SUARABOTIM.COM – Pemerintah Kabupaten (Pemkab) Bogor melalui Dinas Kebudayaan menyatakan komitmennya dalam mendukung pelestarian pencak silat sebagai warisan budaya yang sarat nilai moral dan spiritual, seiring momentum pelantikan pengurus PPSI Kabupaten Bogor.
Plt Kepala Dinas Kebudayaan Kabupaten Bogor, Yudi Santosa, menegaskan bahwa pelantikan pengurus Persatuan Pencak Silat Indonesia (PPSI) Kabupaten Bogor menjadi momentum penting dalam upaya pengembangan dan pelestarian pencak silat di daerah.
Menurut Yudi, pencak silat bukan sekadar cabang olahraga, melainkan warisan budaya yang sarat akan nilai moral, spiritual, serta seni tradisional yang harus terus dijaga dan diwariskan kepada generasi muda.
“Ini momentum yang baik bagi PPSI Kabupaten Bogor untuk mengembangkan silat. Apalagi pencak silat telah diakui oleh UNESCO sejak tahun 2019, sehingga memiliki nilai penting tidak hanya sebagai olahraga, tetapi juga sebagai identitas budaya bangsa,” ujarnya kepada SuaraBotim.Com, Sabtu (11/4/2026).
Ia menjelaskan, di dalam pencak silat terkandung berbagai nilai positif, mulai dari etika, pendidikan karakter, hingga spiritualitas yang dapat membentuk kepribadian generasi muda.
“Silat itu bukan hanya olahraga, tetapi juga mengandung nilai moral, nilai spiritual, serta unsur seni dan budaya tradisional. Ini menjadi warisan leluhur yang sangat berharga bagi masyarakat, khususnya di Kabupaten Bogor,” jelasnya.
Yudi menilai, PPSI memiliki peran strategis dalam menjaga dan mengembangkan nilai-nilai tersebut agar tetap hidup dan relevan di tengah perkembangan zaman.

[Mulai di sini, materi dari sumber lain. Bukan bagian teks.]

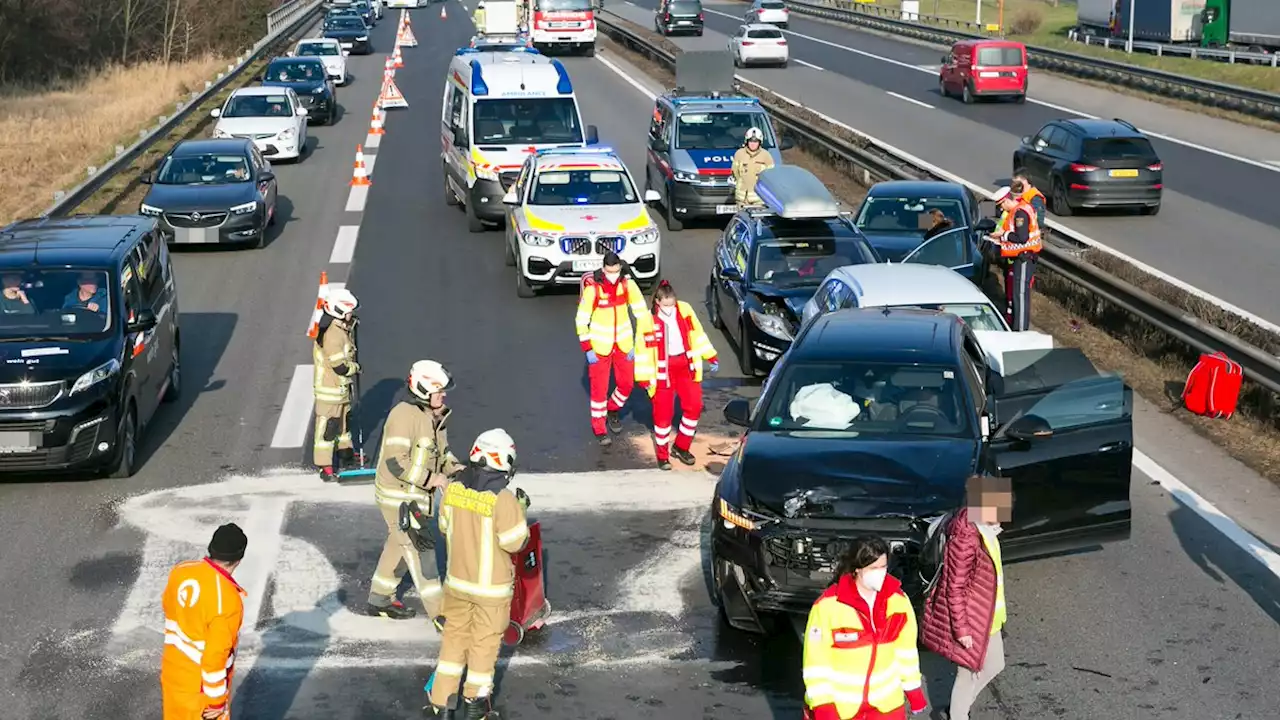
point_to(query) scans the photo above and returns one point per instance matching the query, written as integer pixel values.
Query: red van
(984, 68)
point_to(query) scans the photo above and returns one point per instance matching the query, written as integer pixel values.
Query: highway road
(1219, 226)
(1175, 623)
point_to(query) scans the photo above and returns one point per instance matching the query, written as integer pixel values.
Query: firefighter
(333, 359)
(414, 461)
(606, 333)
(749, 162)
(670, 365)
(1019, 241)
(483, 524)
(202, 613)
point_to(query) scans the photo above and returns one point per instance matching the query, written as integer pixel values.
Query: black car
(769, 261)
(210, 191)
(350, 31)
(896, 215)
(310, 80)
(1092, 163)
(675, 17)
(88, 333)
(872, 423)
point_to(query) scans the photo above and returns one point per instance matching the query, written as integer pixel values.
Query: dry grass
(48, 139)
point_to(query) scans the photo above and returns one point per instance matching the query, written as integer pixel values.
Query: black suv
(88, 335)
(1092, 163)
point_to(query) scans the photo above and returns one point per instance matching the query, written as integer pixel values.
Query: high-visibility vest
(853, 661)
(202, 613)
(1033, 236)
(652, 349)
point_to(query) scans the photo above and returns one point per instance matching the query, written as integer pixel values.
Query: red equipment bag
(529, 605)
(1214, 386)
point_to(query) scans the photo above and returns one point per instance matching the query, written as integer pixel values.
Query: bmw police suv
(567, 209)
(691, 145)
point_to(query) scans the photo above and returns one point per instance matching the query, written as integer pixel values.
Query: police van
(498, 109)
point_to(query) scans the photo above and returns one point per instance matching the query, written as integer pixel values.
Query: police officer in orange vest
(1019, 242)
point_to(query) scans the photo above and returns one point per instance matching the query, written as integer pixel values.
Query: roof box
(795, 194)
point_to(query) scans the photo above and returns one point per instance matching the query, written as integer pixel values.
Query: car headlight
(97, 374)
(772, 324)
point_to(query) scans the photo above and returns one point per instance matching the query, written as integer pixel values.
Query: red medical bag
(1214, 386)
(529, 606)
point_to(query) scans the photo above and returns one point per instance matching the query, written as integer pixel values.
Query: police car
(567, 209)
(691, 145)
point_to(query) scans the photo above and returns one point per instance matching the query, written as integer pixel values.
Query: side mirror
(739, 413)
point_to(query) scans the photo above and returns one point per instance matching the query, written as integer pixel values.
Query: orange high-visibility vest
(202, 613)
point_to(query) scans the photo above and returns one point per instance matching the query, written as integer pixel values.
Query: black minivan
(88, 342)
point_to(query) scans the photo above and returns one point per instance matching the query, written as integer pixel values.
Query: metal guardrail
(1159, 82)
(282, 22)
(876, 163)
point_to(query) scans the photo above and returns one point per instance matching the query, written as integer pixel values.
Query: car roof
(876, 335)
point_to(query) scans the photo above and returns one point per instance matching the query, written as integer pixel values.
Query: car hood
(200, 196)
(855, 477)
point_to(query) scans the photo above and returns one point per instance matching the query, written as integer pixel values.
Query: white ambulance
(498, 109)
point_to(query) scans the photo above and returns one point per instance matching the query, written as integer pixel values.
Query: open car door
(1064, 436)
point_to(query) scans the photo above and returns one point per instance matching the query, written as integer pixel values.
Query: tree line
(49, 40)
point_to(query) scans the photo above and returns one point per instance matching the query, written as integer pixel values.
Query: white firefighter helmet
(428, 377)
(494, 449)
(341, 302)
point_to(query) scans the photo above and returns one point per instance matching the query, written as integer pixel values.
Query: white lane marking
(1141, 460)
(291, 429)
(909, 99)
(1042, 103)
(344, 247)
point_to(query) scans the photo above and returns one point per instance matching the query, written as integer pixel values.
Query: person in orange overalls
(202, 613)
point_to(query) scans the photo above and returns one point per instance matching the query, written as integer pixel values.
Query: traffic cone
(360, 177)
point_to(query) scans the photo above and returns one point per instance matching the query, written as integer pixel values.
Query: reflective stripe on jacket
(652, 349)
(602, 315)
(202, 613)
(855, 656)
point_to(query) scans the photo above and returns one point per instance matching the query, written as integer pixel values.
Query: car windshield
(868, 400)
(796, 263)
(204, 169)
(526, 121)
(55, 302)
(257, 106)
(720, 131)
(581, 187)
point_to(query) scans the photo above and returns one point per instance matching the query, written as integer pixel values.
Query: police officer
(484, 524)
(1019, 241)
(415, 460)
(749, 162)
(333, 360)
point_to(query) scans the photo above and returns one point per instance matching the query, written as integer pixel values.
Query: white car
(758, 45)
(330, 53)
(769, 12)
(567, 209)
(272, 117)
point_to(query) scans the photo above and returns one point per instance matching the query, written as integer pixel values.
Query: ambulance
(499, 108)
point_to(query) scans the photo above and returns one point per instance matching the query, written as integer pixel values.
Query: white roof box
(795, 194)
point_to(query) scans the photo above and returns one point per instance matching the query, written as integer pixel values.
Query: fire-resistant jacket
(858, 656)
(602, 314)
(652, 347)
(483, 524)
(202, 613)
(333, 358)
(415, 445)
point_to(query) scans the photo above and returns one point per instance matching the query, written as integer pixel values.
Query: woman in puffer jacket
(965, 613)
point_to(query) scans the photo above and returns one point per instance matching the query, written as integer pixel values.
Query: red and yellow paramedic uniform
(202, 613)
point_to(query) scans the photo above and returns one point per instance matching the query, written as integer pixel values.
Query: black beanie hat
(228, 543)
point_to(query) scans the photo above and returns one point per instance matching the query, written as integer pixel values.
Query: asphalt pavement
(1217, 224)
(1176, 623)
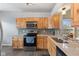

Oleh karena itu, pihaknya memberikan apresiasi dan dukungan penuh terhadap berbagai kegiatan yang dilakukan PPSI.
“Kami mengapresiasi dan mendukung PPSI dengan harapan nilai-nilai budaya ini bisa diwariskan kepada anak-anak, baik melalui sekolah maupun perguruan silat,” katanya.
Ia juga memastikan bahwa Dinas Kebudayaan Kabupaten Bogor akan terus mendorong kegiatan-kegiatan serupa sebagai bagian upaya edukasi dan pelestarian budaya.
“Dinas akan terus mendukung kegiatan seperti ini, karena menjadi bagian dari tugas kami dalam memberikan edukasi terkait kebudayaan kepada masyarakat,” ungkapnya.
Lebih lanjut, Yudi menegaskan bahwa pencak silat memiliki peran penting sebagai media pendidikan karakter yang mengajarkan etika, disiplin, serta nilai-nilai kehidupan.
“Di PPSI, silat bukan sekadar olahraga. Di dalamnya ada nilai spiritual, etika, moral, dan pendidikan yang bisa ditanamkan kepada generasi muda melalui pencak silat,” pungkasnya.